Posted: Tue Jul 29, 2014 4:28 pm
by BanditBBS
Here you go:

Code: Select all

[1406668437] Event broker module '/usr/local/nagios/bin/ndomod.o' deinitialized successfully.
[1406668439] Nagios 4.0.7 starting... (PID=29516)
[1406668439] Local time is Tue Jul 29 16:13:59 CDT 2014
[1406668439] LOG VERSION: 2.0
[1406668439] qh: Socket '/usr/local/nagios/var/rw/nagios.qh' successfully initialized
[1406668439] qh: core query handler registered
[1406668439] nerd: Channel hostchecks registered successfully
[1406668439] nerd: Channel servicechecks registered successfully
[1406668439] nerd: Channel opathchecks registered successfully
[1406668439] nerd: Fully initialized and ready to rock!
[1406668439] wproc: Successfully registered manager as @wproc with query handler
[1406668439] wproc: Registry request: name=Core Worker 29519;pid=29519
[1406668439] wproc: Registry request: name=Core Worker 29518;pid=29518
[1406668439] wproc: Registry request: name=Core Worker 29520;pid=29520
[1406668439] wproc: Registry request: name=Core Worker 29525;pid=29525
[1406668439] wproc: Registry request: name=Core Worker 29521;pid=29521
[1406668439] wproc: Registry request: name=Core Worker 29524;pid=29524
[1406668439] wproc: Registry request: name=Core Worker 29522;pid=29522
[1406668439] wproc: Registry request: name=Core Worker 29527;pid=29527
[1406668439] wproc: Registry request: name=Core Worker 29528;pid=29528
[1406668439] wproc: Registry request: name=Core Worker 29526;pid=29526
[1406668439] wproc: Registry request: name=Core Worker 29523;pid=29523
[1406668439] wproc: Registry request: name=Core Worker 29529;pid=29529
[1406668439] ndomod: NDOMOD 2.0.0 (02-28-2014) Copyright (c) 2009 Nagios Core Development Team and Community Contributors
[1406668439] ndomod: Successfully connected to data sink.  0 queued items to flush.
[1406668439] ndomod registered for process data
[1406668439] ndomod registered for log data'
[1406668439] ndomod registered for system command data'
[1406668439] ndomod registered for event handler data'
[1406668439] ndomod registered for notification data'
[1406668439] ndomod registered for comment data'
[1406668439] ndomod registered for downtime data'
[1406668439] ndomod registered for flapping data'
[1406668439] ndomod registered for program status data'
[1406668439] ndomod registered for host status data'
[1406668439] ndomod registered for service status data'
[1406668439] ndomod registered for adaptive program data'
[1406668439] ndomod registered for adaptive host data'
[1406668439] ndomod registered for adaptive service data'
[1406668439] ndomod registered for external command data'
[1406668439] ndomod registered for aggregated status data'
[1406668439] ndomod registered for retention data'
[1406668439] ndomod registered for contact data'
[1406668439] ndomod registered for contact notification data'
[1406668439] ndomod registered for acknowledgement data'
[1406668439] ndomod registered for state change data'
[1406668439] ndomod registered for contact status data'
[1406668439] ndomod registered for adaptive contact data'
[1406668439] Event broker module '/usr/local/nagios/bin/ndomod.o' initialized successfully.
[1406668439] Warning: Host 'CDM Checks - Linux' has no default contacts or contactgroups defined!
[1406668439] Successfully launched command file worker with pid 29535
Once everything was green(15 mins) service check stuff started showing up.

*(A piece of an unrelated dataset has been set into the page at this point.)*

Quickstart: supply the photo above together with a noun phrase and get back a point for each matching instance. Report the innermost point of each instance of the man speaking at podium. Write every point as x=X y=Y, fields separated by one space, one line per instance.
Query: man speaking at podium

EDIT: All of a sudden now it starts faster than the page can reload.....I just need a drink!

EDIT2: And hours later it starts take 10+ minutes to restart again. I'm beginning to think this is a load thing, not sure about anything at this point.

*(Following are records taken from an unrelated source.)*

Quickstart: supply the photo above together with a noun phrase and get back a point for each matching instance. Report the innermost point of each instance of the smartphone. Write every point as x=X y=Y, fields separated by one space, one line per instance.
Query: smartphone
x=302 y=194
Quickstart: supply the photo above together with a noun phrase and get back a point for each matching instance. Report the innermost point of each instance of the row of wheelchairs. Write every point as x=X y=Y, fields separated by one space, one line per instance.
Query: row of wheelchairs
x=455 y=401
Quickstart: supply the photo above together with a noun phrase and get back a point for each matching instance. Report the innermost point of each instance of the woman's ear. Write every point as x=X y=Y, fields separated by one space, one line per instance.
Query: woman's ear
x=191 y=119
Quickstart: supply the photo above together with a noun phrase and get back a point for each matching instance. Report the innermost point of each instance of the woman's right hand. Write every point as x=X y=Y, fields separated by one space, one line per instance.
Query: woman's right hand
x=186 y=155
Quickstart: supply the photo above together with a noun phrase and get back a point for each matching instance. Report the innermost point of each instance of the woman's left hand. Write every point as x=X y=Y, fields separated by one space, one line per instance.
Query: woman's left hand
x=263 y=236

Re: Monitoring Engine Process failing to start

Posted: Wed Jul 30, 2014 11:23 am
by tmcdonald
You probably won't have any meaningful data during the long restarts, but do your localhost CPU load graphs show any patterns before the failures?

Re: Monitoring Engine Process failing to start

Posted: Wed Jul 30, 2014 11:31 am
by BanditBBS
Sort of.....
chart.jpeg
Load was never over 2.5 also, so I should have plenty of horsepower.